Soft x-ray absorption spectroscopy study of the electronic structures of the MnFe Prussian blue analogs $\left({\mathbf{Rb}}_x{\mathbf{Ba}}_y\right){\mathbf{Mn}}_{[3-(x+2y\left)\right]/2}\left[\mathbf{Fe}{\left(\mathbf{CN}\right)}_6\right]{\mathbf{H}}_2\mathbf{O}$

The electronic structures of Prussian blue analog $\left({\mathrm{Rb}}_x{\mathrm{Ba}}_y\right){\mathrm{Mn}}_{[3-(x+2y\left)\right]/2}\left[\mathrm{Fe}{\left(\mathrm{CN}\right)}_6\right]$ cyanides have been investigated by employing soft x-ray absorption spectroscopy (XAS) and magnetic circular dichroism (XMCD) at the Fe and Mn $L$ $\left(2p\right)$ edges. The measured XAS spectra have been analyzed with the configuration-interaction (CI) cluster model calculations. The valence states of the Fe and Mn ions are found to be ${\mathrm{Fe}}^{2+}\text{−}{\mathrm{Fe}}^{3+}$ mixed valent, with an average valency of $v\left(\mathrm{Fe}\right)\sim 2.8$ and nearly divalent $\left({\mathrm{Mn}}^{2+}\right)$, respectively. Our Mn/Fe $2p$ XMCD study supports that ${\mathrm{Mn}}^{2+}$ ions are in the high-spin states while ${\mathrm{Fe}}^{2+}\text{−}{\mathrm{Fe}}^{3+}$ ions are in the low-spin states.
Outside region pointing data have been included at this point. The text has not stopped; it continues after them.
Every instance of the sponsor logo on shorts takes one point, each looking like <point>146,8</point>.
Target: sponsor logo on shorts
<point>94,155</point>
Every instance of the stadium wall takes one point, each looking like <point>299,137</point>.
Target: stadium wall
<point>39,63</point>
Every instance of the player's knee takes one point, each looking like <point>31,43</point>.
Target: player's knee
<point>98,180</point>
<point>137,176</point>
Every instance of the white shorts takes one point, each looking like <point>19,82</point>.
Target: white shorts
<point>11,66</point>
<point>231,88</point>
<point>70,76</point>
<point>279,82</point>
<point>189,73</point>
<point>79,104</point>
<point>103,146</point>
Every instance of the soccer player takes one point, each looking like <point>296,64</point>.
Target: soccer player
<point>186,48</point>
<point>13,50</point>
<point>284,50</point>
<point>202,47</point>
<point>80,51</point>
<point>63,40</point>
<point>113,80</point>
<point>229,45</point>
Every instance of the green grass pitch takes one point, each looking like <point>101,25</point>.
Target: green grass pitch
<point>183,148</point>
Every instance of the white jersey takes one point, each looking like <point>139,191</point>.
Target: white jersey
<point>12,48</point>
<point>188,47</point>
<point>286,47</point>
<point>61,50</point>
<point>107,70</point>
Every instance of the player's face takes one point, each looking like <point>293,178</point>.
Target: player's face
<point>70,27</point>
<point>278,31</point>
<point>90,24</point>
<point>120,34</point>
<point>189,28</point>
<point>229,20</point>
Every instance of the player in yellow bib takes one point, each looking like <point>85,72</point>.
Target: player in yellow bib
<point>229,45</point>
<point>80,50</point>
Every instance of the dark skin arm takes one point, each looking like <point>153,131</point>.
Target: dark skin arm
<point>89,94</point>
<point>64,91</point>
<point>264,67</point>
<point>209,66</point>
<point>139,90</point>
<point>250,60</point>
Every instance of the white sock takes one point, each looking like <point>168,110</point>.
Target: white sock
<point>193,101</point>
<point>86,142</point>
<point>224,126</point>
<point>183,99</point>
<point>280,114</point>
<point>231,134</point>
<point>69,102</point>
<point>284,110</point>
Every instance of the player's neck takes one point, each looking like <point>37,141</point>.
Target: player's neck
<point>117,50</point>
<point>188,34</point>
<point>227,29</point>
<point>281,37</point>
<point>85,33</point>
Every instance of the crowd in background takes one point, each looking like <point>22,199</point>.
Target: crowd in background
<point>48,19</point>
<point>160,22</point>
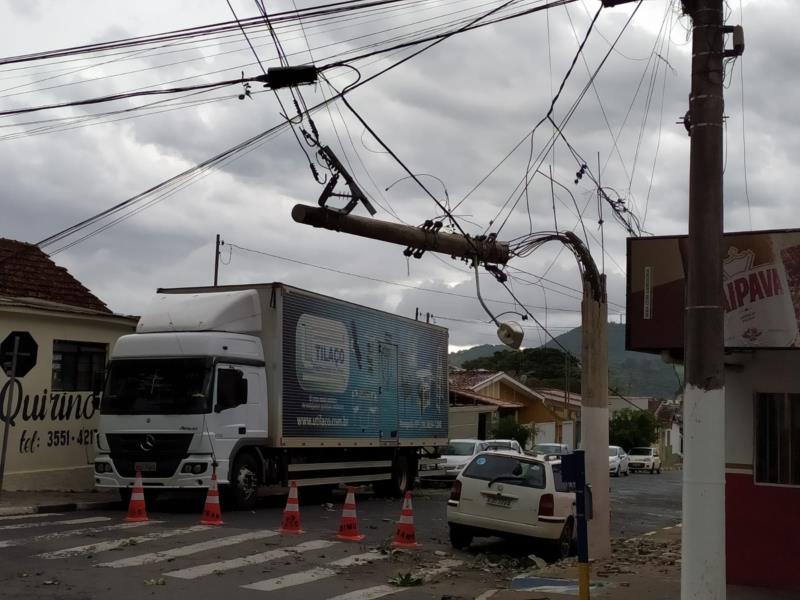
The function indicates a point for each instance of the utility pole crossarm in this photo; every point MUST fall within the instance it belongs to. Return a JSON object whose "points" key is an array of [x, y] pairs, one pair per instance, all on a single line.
{"points": [[487, 249]]}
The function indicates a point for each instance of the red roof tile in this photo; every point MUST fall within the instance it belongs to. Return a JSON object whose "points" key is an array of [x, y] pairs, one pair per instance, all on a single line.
{"points": [[467, 380], [27, 272]]}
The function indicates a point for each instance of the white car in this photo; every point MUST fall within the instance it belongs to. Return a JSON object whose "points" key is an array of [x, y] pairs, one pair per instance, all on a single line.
{"points": [[459, 452], [618, 461], [549, 451], [644, 459], [503, 494]]}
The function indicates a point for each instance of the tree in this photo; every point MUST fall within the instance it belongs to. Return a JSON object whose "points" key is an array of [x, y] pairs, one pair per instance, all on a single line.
{"points": [[630, 428], [508, 429]]}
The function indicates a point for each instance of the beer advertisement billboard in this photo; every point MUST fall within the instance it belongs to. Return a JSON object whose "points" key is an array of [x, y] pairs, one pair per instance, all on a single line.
{"points": [[760, 291]]}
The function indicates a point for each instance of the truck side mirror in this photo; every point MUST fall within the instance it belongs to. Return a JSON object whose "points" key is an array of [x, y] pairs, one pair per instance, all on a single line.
{"points": [[98, 383], [231, 389]]}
The Fe and Mn $2p$ XAS spectra are found to be essentially the same for $80\le T\le 300$ K, suggesting that a simple charge transfer upon cooling from ${\mathrm{Fe}}^{3+}\text{−}\mathrm{CN}\text{−}{\mathrm{Mn}}^{2+}$ to ${\mathrm{Fe}}^{2+}\text{−}\mathrm{CN}\text{−}{\mathrm{Mn}}^{3+}$ does not occur in $\left({\mathrm{Rb}}_x{\mathrm{Ba}}_y\right){\mathrm{Mn}}_{[3-(x+2y\left)\right]/2}\left[\mathrm{Fe}{\left(\mathrm{CN}\right)}_6\right]$. According to the CI cluster model analysis, it is necessary to take into account both the ligand-to-metal charge transfer and the metal-to-ligand charge transfer in describing Fe $2p$ XAS, while the effect of charge transfer is negligible in describing Mn $2p$ XAS. The CI cluster model analysis also shows that the trivalent ${\mathrm{Fe}}^{3+}$ ions have a strong covalent bonding with the $\mathrm{C}\equiv \mathrm{N}$ ligands and are under a large crystal-field energy of $10Dq\sim 3$ eV, in contrast to the weak covalency effect and a small $10Dq\sim 0.6$ eV for the divalent ${\mathrm{Mn}}^{2+}$ ions.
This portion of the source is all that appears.